Avukat Hatip Mercan, Derik Kaymakamı Muhammed Fatih Safitürk’ün dosyasını hazırlayan savcının, “sanıktan delil yaratıp yoluna devam ettiğini” belirterek, şaibelerle dolu davada adil yargılanmanın yapılması halinde sanıklarının tümünün beraat edeceğini söyledi.
Mardin’in Derik ilçesinde belediyeye kayyum olarak atanan Kaymakam Muhammed Fatih Safitürk’ün 10 Kasım 2016’da makamına konulan bombanın patlaması sonucu yaşamını yitirmesiyle ilgili süren yargılamada bugün karar verilmesi bekleniyor. Halk Savunma Birlikleri (YPS) üstlenmesine rağmen, şaibelerle dolu dava dosyasının önceki duruşmalarında mütalaa sunan savcılık, tutuksuz yargılanan Saime Ateş Şerifoğlu, Mehmet Ali Yazıl, Hüseyin İzci, Abdulkadir Deniz, Ahmet Deniz ve Fikret Deniz’in beraatını, tutuksuz Nursel Eser, Ziynet Erdaş, Zuhal Dalçin ile tutuklular Tahsin Erdaş, Vedat Erol, Mehmet Deniz, Devran Aslan, Fikret Baği ve Şerif Mansuroğlu’nun ise, 3’er kez ağırlaştırılmış müebbet hapis cezası ile cezalandırılmasını istedi.
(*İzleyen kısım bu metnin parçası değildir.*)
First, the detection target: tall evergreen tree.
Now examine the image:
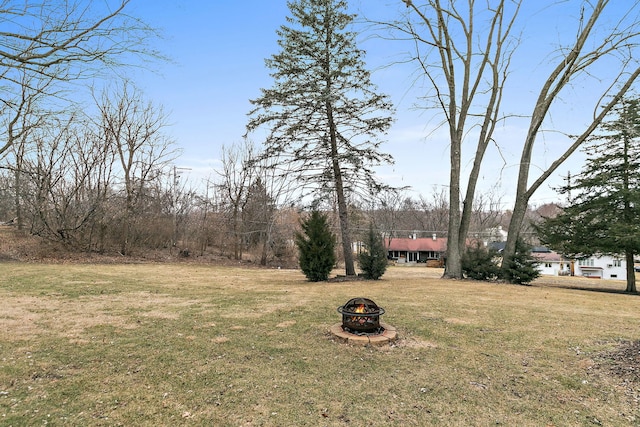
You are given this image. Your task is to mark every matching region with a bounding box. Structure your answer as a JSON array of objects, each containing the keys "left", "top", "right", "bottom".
[
  {"left": 296, "top": 210, "right": 336, "bottom": 282},
  {"left": 358, "top": 224, "right": 387, "bottom": 280},
  {"left": 500, "top": 239, "right": 540, "bottom": 285},
  {"left": 538, "top": 98, "right": 640, "bottom": 293},
  {"left": 247, "top": 0, "right": 393, "bottom": 275}
]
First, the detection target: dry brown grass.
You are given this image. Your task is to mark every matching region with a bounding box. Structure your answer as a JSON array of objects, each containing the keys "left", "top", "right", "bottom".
[{"left": 0, "top": 263, "right": 640, "bottom": 426}]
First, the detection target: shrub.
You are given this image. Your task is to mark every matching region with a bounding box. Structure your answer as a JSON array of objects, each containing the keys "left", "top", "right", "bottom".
[
  {"left": 462, "top": 244, "right": 500, "bottom": 280},
  {"left": 358, "top": 224, "right": 387, "bottom": 280},
  {"left": 295, "top": 210, "right": 336, "bottom": 282}
]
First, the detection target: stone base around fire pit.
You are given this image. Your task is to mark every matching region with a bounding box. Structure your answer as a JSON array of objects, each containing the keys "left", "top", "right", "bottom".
[{"left": 330, "top": 322, "right": 398, "bottom": 346}]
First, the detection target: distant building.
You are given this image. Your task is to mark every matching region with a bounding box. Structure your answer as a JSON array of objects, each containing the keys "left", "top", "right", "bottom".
[{"left": 385, "top": 234, "right": 447, "bottom": 263}]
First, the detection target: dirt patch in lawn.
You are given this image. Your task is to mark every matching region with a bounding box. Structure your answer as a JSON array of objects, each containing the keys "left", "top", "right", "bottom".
[{"left": 0, "top": 292, "right": 190, "bottom": 341}]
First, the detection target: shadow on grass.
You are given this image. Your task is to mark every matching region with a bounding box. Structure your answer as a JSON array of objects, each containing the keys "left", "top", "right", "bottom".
[{"left": 533, "top": 283, "right": 640, "bottom": 296}]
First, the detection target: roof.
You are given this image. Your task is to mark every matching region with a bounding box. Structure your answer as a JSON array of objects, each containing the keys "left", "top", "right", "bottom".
[
  {"left": 384, "top": 237, "right": 447, "bottom": 252},
  {"left": 531, "top": 251, "right": 563, "bottom": 262}
]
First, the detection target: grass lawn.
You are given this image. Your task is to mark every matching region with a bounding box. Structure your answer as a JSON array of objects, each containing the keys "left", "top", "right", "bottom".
[{"left": 0, "top": 263, "right": 640, "bottom": 426}]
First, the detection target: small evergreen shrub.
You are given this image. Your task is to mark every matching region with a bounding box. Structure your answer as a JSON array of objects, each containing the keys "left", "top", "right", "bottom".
[
  {"left": 295, "top": 210, "right": 336, "bottom": 282},
  {"left": 462, "top": 244, "right": 500, "bottom": 280},
  {"left": 502, "top": 238, "right": 540, "bottom": 285},
  {"left": 358, "top": 224, "right": 387, "bottom": 280}
]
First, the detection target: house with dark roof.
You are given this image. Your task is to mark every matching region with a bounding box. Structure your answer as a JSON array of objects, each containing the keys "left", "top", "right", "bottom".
[{"left": 384, "top": 235, "right": 447, "bottom": 263}]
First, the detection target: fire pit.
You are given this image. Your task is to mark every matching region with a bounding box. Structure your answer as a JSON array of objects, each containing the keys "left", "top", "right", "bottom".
[
  {"left": 331, "top": 298, "right": 398, "bottom": 345},
  {"left": 338, "top": 298, "right": 384, "bottom": 335}
]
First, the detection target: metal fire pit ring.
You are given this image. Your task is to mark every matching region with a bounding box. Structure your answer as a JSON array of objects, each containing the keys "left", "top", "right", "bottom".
[{"left": 337, "top": 297, "right": 385, "bottom": 335}]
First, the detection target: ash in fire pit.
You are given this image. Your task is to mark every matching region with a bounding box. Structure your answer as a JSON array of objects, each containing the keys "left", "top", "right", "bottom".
[{"left": 338, "top": 298, "right": 384, "bottom": 335}]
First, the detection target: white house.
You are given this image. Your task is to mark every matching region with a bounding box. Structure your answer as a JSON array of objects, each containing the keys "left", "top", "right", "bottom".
[
  {"left": 574, "top": 255, "right": 627, "bottom": 280},
  {"left": 531, "top": 247, "right": 571, "bottom": 276}
]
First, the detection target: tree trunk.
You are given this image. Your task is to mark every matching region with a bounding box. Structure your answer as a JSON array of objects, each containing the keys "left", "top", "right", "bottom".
[
  {"left": 625, "top": 251, "right": 638, "bottom": 294},
  {"left": 443, "top": 135, "right": 464, "bottom": 279},
  {"left": 326, "top": 101, "right": 356, "bottom": 276}
]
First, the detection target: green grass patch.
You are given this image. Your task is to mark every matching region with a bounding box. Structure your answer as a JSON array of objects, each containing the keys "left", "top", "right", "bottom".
[{"left": 0, "top": 263, "right": 640, "bottom": 426}]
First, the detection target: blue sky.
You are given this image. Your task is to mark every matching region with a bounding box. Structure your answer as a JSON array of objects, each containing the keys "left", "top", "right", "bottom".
[{"left": 129, "top": 0, "right": 636, "bottom": 208}]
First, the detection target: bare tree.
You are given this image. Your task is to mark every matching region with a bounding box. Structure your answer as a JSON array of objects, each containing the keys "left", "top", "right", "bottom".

Tanık ifadesi çarpıtılarak ifade edildi
Davanın duruşması Mardin 3’üncü Ağır Ceza Mahkemesi’nde görülecek. Sanıkların üzerlerine atılı suçlamaları ret ettiği dosyanın en önemli tanığı olarak gösterilen Mehmet Ali Gezginci’nin ise, akli dengesinin yerinde olmadığı ve engelli olduğu ortaya çıktı. Gezginci’nin ifadesinin alındığı anlara dair ortaya çıkan görüntülerde de, tek kelime Türkçe bilmeyen tanığın ifadelerinin görevli bir polis memuru tarafından hatalı bir şekilde tercüme edildiği anlaşıldı.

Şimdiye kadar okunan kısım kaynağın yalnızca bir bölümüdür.